C’est la première chose qui me surprend lorsque je sors de l’immeuble. Le calme. La crise pétrolière consécutive à l’épidémie a fait que rares sont ceux à encore utiliser leur voiture en ville et ça, ça change tout. J’ai hâte d’arriver au collège. J’ai rencontré de nouveaux amis par Skype et je languis de les retrouver pour de vrai. Les programmes ont été complétement revus et modifiés durant ces années. L’apprentissage est devenu collaboratif. Nous, les élèves faisons équipe avec les profs et les experts pour bâtir le nouveau monde. Cela nous apprend à nous respecter mutuellement. L’enseignement est basé sur l’observation et nous répartissons nos compétences pour valider les résultats de nos expériences. Conscient d’être passé près d’une catastrophe universelle, le gouvernement a mis l’accent sur la santé et l’environnement. Ainsi, nos recherches en sciences concernent les semences et produits locaux et nous abordons également l’étude des médecines alternatives En histoire-géo, maintenant que guerres et frontières ont été abolies, nous tentons de trouver, à la lecture de l’histoire du monde, les erreurs ne pas renouveler. Pour le reste, l’enseignement est essentiellement culturel et nous ne sommes plus tenus de réfléchir, d’ores et déjà, à une profession future. Pour nous distraire, durant la période de confinement, nous visitions virtuellement tous les musées du monde et nous écoutions d’incroyables concerts. Comme nous n’avions pas tous la chance d’être au top au niveau de l’équipement informatique, nous avons travaillé durant le temps du confinement en binôme et cela a été un sacré apprentissage de la solidarité. Nous sommes tous impatients de nous retrouver pour pouvoir échanger plus facilement. 
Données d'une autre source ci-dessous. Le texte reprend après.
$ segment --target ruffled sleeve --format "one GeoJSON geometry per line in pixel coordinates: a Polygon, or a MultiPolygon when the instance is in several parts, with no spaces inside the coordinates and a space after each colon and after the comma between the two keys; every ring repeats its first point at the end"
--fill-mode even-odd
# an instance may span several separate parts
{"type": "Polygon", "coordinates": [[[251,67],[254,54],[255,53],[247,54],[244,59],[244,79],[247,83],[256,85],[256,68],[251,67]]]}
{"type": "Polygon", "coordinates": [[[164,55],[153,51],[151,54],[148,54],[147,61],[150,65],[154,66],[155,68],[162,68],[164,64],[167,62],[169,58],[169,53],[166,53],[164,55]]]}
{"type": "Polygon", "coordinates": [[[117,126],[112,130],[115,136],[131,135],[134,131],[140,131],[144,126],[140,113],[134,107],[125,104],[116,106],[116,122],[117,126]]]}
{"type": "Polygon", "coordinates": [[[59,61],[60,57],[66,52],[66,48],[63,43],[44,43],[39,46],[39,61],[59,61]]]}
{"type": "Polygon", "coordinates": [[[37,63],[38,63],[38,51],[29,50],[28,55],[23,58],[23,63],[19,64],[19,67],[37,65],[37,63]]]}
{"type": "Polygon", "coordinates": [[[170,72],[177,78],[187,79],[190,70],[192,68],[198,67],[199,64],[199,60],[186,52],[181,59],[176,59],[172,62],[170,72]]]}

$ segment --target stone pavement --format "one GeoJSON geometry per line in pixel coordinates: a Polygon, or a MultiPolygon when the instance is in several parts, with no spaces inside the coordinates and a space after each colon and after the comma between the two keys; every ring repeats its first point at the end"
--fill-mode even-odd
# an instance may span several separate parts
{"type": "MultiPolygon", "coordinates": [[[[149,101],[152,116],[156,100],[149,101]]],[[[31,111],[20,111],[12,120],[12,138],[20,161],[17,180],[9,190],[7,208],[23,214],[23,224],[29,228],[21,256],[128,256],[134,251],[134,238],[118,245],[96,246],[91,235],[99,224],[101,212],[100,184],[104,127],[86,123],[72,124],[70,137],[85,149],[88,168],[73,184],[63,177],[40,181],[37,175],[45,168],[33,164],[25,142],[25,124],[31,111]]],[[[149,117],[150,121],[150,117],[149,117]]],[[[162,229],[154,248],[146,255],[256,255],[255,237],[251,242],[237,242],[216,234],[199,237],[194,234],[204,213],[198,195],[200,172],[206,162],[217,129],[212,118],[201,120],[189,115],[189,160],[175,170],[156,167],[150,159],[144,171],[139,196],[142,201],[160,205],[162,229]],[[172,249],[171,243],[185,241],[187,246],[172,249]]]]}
C’est le cœur battant à au moins 100 pulsations minute que je pousse la porte du collège. La première personne que je vois c’est Charlène. Je la trouve changée, finalement elle n’est pas si moche. Je n’en crois pas mes yeux, elle s’avance vers moi, tout sourire et m’accueille d’un check fraternel.

Pas de doute, c’est un monde nouveau qui nous attend.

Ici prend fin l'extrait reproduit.